Sunday 7 October 2012

France and 'Flu

When I'm doing talks I often get asked about the impact that the influenza outbreak of 1918 had on the nursing staff in France and Flanders. I've always felt that while soldiers were so badly affected the nurses got off pretty lightly, but thought I might try and put some proof into the supposition.

From the spring of 1917, the Matron-in-Chief's war diary contained a daily count of the nurses, both trained and untrained, who were sick in France, and accommodated in Sick Sisters' hospitals. It also gives a monthly summing-up of the total number of nursing staff employed in France and Flanders, both British and from the Dominions.
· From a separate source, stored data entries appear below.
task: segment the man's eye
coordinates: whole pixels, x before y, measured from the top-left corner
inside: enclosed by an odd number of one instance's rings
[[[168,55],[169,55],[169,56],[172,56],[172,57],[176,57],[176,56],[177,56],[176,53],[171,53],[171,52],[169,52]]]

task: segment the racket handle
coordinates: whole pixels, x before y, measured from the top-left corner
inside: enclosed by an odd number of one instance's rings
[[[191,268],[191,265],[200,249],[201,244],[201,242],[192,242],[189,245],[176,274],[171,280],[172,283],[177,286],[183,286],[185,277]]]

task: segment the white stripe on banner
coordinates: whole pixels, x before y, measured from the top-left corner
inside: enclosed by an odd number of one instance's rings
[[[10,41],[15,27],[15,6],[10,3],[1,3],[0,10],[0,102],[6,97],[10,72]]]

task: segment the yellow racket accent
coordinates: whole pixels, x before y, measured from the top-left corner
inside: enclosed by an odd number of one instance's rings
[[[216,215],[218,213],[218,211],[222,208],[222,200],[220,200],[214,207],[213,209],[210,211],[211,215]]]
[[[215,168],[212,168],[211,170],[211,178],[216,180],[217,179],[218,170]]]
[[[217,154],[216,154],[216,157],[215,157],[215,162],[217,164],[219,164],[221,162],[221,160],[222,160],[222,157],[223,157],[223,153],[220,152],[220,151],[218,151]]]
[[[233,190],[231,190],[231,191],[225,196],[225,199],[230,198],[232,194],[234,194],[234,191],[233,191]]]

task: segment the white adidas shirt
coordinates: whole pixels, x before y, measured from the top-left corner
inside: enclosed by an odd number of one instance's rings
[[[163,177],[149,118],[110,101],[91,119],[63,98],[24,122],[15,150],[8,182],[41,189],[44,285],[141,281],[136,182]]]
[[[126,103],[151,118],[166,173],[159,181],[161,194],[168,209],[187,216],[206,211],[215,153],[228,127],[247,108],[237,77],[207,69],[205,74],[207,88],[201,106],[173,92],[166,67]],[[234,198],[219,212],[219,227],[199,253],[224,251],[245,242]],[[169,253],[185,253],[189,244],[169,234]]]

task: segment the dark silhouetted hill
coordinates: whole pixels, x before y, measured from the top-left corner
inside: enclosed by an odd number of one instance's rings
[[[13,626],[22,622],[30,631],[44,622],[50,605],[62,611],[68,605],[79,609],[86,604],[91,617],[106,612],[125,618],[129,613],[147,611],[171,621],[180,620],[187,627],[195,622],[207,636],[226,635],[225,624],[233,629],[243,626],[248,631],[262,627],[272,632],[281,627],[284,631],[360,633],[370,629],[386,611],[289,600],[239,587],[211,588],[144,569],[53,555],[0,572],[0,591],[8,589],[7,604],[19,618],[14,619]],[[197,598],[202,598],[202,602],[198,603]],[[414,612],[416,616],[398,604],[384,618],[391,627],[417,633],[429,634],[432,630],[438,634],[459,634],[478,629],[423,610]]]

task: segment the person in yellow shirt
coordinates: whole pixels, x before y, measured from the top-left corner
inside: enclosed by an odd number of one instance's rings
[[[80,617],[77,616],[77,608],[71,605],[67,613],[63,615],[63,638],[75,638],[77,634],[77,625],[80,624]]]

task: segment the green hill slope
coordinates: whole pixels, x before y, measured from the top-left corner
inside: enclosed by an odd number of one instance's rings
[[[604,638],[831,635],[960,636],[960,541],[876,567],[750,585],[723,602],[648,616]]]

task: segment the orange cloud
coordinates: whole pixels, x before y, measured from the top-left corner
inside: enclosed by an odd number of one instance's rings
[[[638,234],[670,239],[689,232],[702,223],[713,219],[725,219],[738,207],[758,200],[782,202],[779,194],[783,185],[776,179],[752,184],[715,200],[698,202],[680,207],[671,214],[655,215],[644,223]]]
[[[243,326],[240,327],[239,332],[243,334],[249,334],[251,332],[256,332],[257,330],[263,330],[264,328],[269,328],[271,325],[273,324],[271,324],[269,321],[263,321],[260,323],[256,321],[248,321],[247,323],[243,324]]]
So I took the highest daily figure for each month, and worked out the number of sick nurses as a percentage of the total monthly establishment.  There are some flaws in the process, as it doesn't take into account the women who were returned sick to the UK each day, but all these women must have been included in the daily figures at some time or another before their evacuation.  There are also one or two months where the figures are not clear enough in the diary to make an accurate calculation.  The results are interesting (even though a bit lightweight!) - there are expected increases during winter-time, but 1917 was worse than 1918 and early 1919, and the figures seem to support my initial thoughts that nurses were not affected by 'Spanish 'Flu' in France during 1918/1919 any more than they would have been in any other year.

April          5.10%
May           5.16%
June           4.53%
July            2.86%
August        2.91%
September  3.38%
October      3.68%
November   2.86%
December   3.39%

January       3.68%
February     3.15%
March         3.30%
April            2.66%
May            2.52%
June            2.56%
August        2.22%
September  2.18%
November  4.18%
December   3.63%

January       3.73%
February     3.85%
March         4.11%
April           3.43%

By the end of April 1919, although figures are still given in the diary, rapid demobilization makes accuracy difficult.  While the nursing staff were constantly exposed to infections while nursing large numbers of sick soldiers with influenza, it does seem that they may well have developed some natural immunity over many years of exposure during their hospital and community work.